The brother of one of the 11 workers killed last year on the Deepwater Horizon rig knows Gulf offshore drilling is important to his home state of Louisiana, but he wants Congress to keep pressuring the oil and gas industry to improve safety.
Chris Jones told the House Committee on Natural Resources at a hearing on Mar. 16 that while BP and other energy companies want to move on, he believes no one should have to needlessly risk his or her life to earn a living.
Officials from several Gulf states countered that deepwater drilling permits are not being issued fast enough, costing jobs and revenue.
Jones’ brother, Gordon, was a mud engineer for M-I Swaco, a unit of the Schlumberger oil field services firm, who was killed when the rig exploded. The blast led to the worst offshore oil spill in U.S. history.
Also on Mar. 16, the Senate Committee on Environment and Public Works held a hearing to discuss the investigation of the disaster that was conducted by the presidentially appointed oil spill commission. The two co-chairs of the commission, as they have done before, discussed the findings and recommendations in the final report that the commission issued.
The subject of offshore drilling came up repeatedly during that hearing.
“We know one thing. If oil is drilled, oil will be spilled,” said Sen. Frank Lautenberg, D-New Jersey. “We saw it in the worst of terms on the Gulf of Mexico. We don’t need to see a repeat of that.”
A federal appeals court on Mar. 15 blocked a judge’s order requiring regulators to act on several drilling permit applications.
The federal government filed court documents earlier this month saying it may have to deny the applications if regulators must make a decision within 30 days as ordered.
The order was issued by U.S. District Judge Martin Feldman, who overturned the Obama administration’s moratorium on deepwater drilling. That moratorium followed energy company BP PLC’s oil spill in the Gulf of Mexico.
Feldman ruled last month that the government must act on five applications within 30 days.

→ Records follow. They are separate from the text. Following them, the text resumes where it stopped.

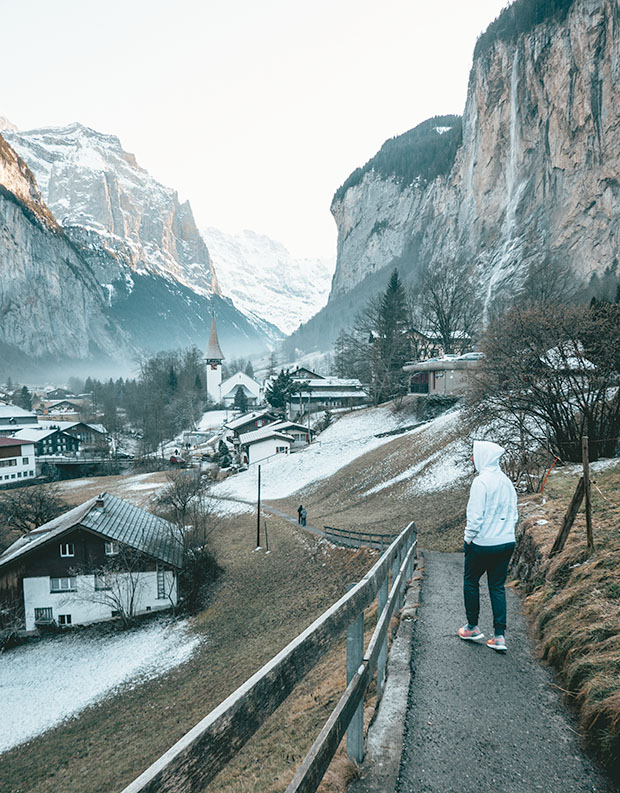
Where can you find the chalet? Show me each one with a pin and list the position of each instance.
(240, 381)
(13, 418)
(441, 376)
(49, 440)
(320, 393)
(248, 422)
(92, 436)
(265, 442)
(103, 557)
(16, 461)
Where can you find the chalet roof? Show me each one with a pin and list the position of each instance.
(13, 442)
(262, 434)
(34, 433)
(214, 351)
(118, 520)
(246, 418)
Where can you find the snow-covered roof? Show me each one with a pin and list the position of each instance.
(263, 434)
(12, 411)
(246, 418)
(119, 520)
(34, 434)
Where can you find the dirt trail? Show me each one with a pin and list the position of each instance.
(480, 722)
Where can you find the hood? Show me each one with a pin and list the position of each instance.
(487, 455)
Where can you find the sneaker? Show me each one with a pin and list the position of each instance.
(497, 643)
(473, 635)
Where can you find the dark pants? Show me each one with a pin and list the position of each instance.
(492, 560)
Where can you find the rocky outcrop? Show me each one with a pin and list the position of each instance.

He later said his ruling also applies to two other permits.
But the 5th U.S. Circuit Court of Appeals issued a stay, blocking Feldman’s ruling pending the outcome of the government’s appeal.

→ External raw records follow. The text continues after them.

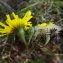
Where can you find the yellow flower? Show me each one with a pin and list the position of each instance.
(11, 25)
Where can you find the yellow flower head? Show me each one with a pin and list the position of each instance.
(15, 23)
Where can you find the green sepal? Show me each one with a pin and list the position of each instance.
(21, 34)
(30, 33)
(47, 39)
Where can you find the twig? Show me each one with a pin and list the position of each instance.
(7, 6)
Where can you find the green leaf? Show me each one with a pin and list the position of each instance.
(27, 8)
(47, 39)
(30, 33)
(21, 34)
(37, 61)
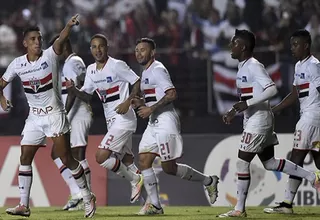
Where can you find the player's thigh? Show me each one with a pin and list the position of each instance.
(115, 140)
(32, 134)
(79, 131)
(170, 146)
(304, 136)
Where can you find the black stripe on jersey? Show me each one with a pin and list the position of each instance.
(111, 98)
(150, 99)
(303, 94)
(245, 98)
(43, 89)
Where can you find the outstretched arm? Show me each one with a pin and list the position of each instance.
(64, 34)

The moratorium was lifted Oct. 12, but deepwater activities were still stalled for months after that, as regulators required strict new rules to be complied with before they would begin issuing permits again for previously suspended activities.

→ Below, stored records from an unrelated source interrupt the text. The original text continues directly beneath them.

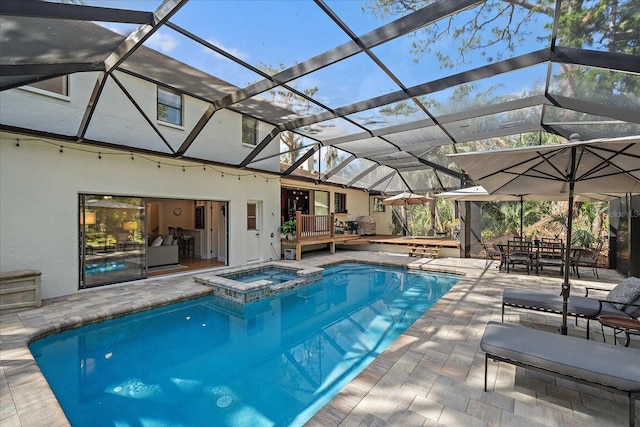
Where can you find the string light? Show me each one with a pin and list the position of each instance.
(133, 156)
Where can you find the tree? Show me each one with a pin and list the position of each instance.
(292, 141)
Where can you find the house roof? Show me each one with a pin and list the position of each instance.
(376, 94)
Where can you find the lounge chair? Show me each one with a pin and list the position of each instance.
(623, 300)
(491, 254)
(606, 366)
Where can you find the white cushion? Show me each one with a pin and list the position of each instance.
(625, 293)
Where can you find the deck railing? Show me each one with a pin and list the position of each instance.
(314, 226)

The first deepwater permit since the oil spill for activity that was previously suspended was issued Feb. 28. A second one was issued recently.
Congress has yet to pass any new laws based on the recommendations of the commission, which issued its final report Feb. 17. Another key investigation by a joint U.S. Coast Guard-Bureau of Ocean Energy Management Regulation and Enforcement panel is still ongoing, and some members of Congress are reserving judgment until that probe is complete.
Oil industry workers, fishermen and others complain nearly a year after the disaster that they are still being hurt by the aftermath of the spill.